Für Eure Bemühungen bedanke ich mich im voraus 



Greets!


----------



## Sven Mintel (5. August 2009)

Moin,

also du hast da dies Skript, welches Anhand irgendwelcher Daten eine Excel-Datei generiert? Ich gehe mal davon aus, der passende Content-Type-Header wird auch gesendet?

Dann wäre die Lösung recht simpel...anstatt da per AJAX anzufragen, lasse dieses Skript direkt aufrufen(ob nun per Link, senden eines Formulares oder ähnlichem ist dir überlassen).

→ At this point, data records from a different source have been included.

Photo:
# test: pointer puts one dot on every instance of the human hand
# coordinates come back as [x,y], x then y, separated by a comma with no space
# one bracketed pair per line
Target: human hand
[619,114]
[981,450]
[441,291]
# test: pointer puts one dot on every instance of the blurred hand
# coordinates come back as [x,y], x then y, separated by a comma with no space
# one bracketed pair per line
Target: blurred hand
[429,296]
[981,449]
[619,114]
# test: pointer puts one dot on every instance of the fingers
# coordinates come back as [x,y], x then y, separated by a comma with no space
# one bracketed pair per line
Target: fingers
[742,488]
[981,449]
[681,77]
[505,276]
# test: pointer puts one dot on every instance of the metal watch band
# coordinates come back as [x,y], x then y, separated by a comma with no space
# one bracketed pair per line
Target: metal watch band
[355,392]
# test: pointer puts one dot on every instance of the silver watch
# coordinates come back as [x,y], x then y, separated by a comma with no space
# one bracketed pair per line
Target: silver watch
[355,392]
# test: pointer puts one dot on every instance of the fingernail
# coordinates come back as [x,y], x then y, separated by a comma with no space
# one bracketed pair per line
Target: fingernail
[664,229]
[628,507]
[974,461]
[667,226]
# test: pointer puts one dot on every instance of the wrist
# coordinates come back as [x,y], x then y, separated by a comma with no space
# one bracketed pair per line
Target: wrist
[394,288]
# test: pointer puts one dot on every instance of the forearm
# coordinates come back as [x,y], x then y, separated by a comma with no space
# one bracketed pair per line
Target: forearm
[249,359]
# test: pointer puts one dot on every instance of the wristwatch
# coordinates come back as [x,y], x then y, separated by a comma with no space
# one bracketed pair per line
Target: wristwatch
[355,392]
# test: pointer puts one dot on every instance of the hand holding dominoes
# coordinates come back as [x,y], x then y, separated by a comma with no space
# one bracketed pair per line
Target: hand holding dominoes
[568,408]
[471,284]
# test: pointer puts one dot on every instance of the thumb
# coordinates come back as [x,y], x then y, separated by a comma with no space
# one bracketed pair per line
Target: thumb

Ajax ist da halt das falsche Werkzeug, weil es die Antwort des Servers lediglich als String bzw. XML-Dokument ansieht.


----------



## N0ACE (5. August 2009)

Sven,

Danke für die Antwort! Das "Problem" welches ich dann aber habe ist, dass ich die "Filter-Daten" irgendwie an das Script senden muss; via POST.

Deswegen nutze ich auch die $.ajax()-Methode, da ich so einfach mittels der data-Eigenschaft Daten via POST senden kann.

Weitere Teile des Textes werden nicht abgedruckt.